One thing he said that got me thinking was:
“Privacy [in communication] is how far we want ourselves to go, set where the boundary is.”
I realize that my self-boundary is very wide and includes pretty much everyone while those of others are very restricted, which makes us come into conflict at times because we define our privacy and self-boundary differently. This issue has implications for information sharing: I tend to share most if not all information about myself or what I heard others say as it becomes part of myself and my experiences (unless it’s a confidential issue obviously).
However, others do not like to share information especially about themselves because they are “private.”
So the issue here is not about “privacy” per se but more where the boundary is.
Here’s another example of where the privacy definition breaks apart. A friend of mine feels uncomfortable showing pictures of herself in a bikini on Instagram and Facebook because her family and close friends are on it. But she’s ok with walking around in a public beach in the bikini. I would think if anyone had an issue it would’ve been the opposite! Here, it’s not just where her boundary is, but who she includes as part of the sphere for the boundary to be in the first place (i.e., strangers are not part of her sphere at all, so they don’t count in the privacy issue).
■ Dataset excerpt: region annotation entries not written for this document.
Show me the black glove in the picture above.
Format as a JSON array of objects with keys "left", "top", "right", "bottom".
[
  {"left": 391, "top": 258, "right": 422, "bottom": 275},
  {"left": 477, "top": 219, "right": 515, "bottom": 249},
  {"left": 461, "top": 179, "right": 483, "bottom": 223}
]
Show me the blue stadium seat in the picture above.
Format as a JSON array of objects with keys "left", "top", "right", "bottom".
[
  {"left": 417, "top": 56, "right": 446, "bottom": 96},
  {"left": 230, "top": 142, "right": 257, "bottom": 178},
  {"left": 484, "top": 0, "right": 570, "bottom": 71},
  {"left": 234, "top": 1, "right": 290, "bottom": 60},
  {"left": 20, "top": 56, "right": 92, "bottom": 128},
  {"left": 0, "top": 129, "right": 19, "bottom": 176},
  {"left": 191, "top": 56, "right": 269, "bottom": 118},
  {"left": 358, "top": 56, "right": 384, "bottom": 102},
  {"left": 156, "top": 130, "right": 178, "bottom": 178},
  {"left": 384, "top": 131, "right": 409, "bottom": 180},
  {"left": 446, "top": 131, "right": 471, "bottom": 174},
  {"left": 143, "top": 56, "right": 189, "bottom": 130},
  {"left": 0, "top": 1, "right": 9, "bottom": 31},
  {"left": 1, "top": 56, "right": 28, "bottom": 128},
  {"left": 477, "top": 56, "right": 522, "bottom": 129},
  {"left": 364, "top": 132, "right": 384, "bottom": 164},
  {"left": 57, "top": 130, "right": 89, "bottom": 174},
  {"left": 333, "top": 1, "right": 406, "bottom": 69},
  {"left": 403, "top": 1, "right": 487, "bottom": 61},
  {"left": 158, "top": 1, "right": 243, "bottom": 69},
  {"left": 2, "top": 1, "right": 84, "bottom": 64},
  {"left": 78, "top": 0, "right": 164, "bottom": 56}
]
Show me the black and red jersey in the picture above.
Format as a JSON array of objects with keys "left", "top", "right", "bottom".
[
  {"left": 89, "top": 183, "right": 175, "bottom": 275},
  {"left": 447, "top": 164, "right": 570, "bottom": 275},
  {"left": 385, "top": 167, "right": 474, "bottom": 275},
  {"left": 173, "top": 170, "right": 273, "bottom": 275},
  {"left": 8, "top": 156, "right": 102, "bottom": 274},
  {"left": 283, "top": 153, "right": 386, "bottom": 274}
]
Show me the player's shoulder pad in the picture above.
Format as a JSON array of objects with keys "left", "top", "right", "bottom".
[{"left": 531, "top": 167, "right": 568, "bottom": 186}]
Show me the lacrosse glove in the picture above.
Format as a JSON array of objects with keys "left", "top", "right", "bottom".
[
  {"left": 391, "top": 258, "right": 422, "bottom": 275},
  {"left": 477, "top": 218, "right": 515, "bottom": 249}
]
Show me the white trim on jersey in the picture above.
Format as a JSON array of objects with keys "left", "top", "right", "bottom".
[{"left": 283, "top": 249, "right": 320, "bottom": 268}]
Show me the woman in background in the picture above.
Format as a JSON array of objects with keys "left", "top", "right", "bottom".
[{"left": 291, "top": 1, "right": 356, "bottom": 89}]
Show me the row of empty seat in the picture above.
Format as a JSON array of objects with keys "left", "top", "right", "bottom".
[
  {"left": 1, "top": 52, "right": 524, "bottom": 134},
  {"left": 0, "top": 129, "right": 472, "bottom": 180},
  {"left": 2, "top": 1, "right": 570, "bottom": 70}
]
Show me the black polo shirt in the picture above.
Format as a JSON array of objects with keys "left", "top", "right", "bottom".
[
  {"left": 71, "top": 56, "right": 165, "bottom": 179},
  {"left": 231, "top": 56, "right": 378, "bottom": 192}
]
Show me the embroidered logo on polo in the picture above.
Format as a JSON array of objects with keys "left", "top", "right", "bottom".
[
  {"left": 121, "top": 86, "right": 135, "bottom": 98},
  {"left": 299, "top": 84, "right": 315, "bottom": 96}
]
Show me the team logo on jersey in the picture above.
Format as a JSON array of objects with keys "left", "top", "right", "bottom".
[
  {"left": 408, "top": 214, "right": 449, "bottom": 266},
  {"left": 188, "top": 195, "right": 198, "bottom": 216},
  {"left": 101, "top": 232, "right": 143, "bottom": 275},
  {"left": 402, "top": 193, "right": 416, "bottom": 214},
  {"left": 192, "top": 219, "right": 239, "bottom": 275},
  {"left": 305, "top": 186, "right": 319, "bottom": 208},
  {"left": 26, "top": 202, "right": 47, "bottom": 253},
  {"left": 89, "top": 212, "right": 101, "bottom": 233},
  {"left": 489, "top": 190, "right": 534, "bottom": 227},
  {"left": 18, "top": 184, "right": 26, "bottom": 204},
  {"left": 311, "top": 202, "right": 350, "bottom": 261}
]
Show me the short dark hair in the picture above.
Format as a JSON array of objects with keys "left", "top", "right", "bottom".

Moreover, there could be a belief (for those with restricted boundaries) that the information will be used in a malicious way. In this case, it also comes down to trust: how much do you trust random strangers?
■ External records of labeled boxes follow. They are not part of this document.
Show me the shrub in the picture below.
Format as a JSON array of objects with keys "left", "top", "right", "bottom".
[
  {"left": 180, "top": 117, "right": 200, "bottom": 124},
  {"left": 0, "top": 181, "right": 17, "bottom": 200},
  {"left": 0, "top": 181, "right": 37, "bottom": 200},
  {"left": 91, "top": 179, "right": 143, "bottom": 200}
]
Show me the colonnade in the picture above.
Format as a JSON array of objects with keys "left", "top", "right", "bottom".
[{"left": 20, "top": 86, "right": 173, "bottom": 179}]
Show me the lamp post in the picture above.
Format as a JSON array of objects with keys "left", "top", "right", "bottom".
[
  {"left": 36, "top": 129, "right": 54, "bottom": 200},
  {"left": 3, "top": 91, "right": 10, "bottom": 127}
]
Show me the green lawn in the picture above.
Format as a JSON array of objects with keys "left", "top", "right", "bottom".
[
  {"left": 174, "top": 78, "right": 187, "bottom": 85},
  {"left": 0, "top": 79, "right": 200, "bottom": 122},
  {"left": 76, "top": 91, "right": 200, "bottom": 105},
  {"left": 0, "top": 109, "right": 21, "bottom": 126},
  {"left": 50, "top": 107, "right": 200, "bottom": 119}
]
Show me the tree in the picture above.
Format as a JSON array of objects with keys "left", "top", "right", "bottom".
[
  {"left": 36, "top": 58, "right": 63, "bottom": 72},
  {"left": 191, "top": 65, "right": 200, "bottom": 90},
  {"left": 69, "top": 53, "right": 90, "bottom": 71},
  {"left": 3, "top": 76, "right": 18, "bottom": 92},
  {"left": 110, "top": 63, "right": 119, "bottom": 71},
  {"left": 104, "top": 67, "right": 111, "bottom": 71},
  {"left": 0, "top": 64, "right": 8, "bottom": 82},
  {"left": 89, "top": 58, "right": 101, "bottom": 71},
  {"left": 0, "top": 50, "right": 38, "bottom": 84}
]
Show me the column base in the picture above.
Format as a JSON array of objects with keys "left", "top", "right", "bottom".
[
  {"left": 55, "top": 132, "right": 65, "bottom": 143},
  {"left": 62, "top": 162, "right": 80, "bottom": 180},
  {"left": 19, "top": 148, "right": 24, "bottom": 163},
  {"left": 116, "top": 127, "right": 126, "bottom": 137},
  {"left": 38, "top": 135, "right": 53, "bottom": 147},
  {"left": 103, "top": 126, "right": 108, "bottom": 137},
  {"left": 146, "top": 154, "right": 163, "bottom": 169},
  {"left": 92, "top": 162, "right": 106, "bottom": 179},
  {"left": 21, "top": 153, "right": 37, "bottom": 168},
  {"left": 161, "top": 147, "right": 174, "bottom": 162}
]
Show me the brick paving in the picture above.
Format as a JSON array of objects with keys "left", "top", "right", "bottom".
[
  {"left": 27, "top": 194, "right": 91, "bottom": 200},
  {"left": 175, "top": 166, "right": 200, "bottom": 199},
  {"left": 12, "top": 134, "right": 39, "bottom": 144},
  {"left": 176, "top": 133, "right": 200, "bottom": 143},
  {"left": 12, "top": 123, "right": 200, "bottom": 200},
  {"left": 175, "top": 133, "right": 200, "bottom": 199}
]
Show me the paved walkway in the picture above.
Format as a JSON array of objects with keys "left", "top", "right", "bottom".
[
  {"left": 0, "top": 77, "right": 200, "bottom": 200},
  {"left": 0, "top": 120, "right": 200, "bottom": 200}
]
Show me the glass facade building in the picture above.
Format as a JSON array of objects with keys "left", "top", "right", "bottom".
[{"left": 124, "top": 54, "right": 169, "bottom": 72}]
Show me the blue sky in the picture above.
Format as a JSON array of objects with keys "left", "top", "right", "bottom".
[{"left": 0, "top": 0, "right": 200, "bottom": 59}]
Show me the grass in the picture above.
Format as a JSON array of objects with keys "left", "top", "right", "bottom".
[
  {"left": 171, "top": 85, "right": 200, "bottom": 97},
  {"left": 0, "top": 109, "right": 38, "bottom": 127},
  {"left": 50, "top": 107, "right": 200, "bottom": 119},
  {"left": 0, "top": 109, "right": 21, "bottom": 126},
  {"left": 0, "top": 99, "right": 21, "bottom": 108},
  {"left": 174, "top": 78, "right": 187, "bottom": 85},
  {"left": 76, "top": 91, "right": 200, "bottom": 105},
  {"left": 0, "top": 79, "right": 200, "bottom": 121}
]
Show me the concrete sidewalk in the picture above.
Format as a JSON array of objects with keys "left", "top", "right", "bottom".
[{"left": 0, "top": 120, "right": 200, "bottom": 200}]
I am a proponent of Couchsurfing and Airbnb, which pretty much bring strangers into your personal space and vice versa. Those using these services probably have a high level of trust in general although there are plenty of skeptics (don’t get me wrong there are cases of CS and Airbnb gone wrong, too. High trust doesn’t mean lack of safety sense).
Next time you come into conflict with someone about privacy and information sharing, it would help to learn about the other’s self-boundary before you get upset with the person.
*Bernstein, E. S. (2013). The transparency paradox: A role for privacy in organizational learning and operational control. Administrative Science Quarterly, 57, 181-216.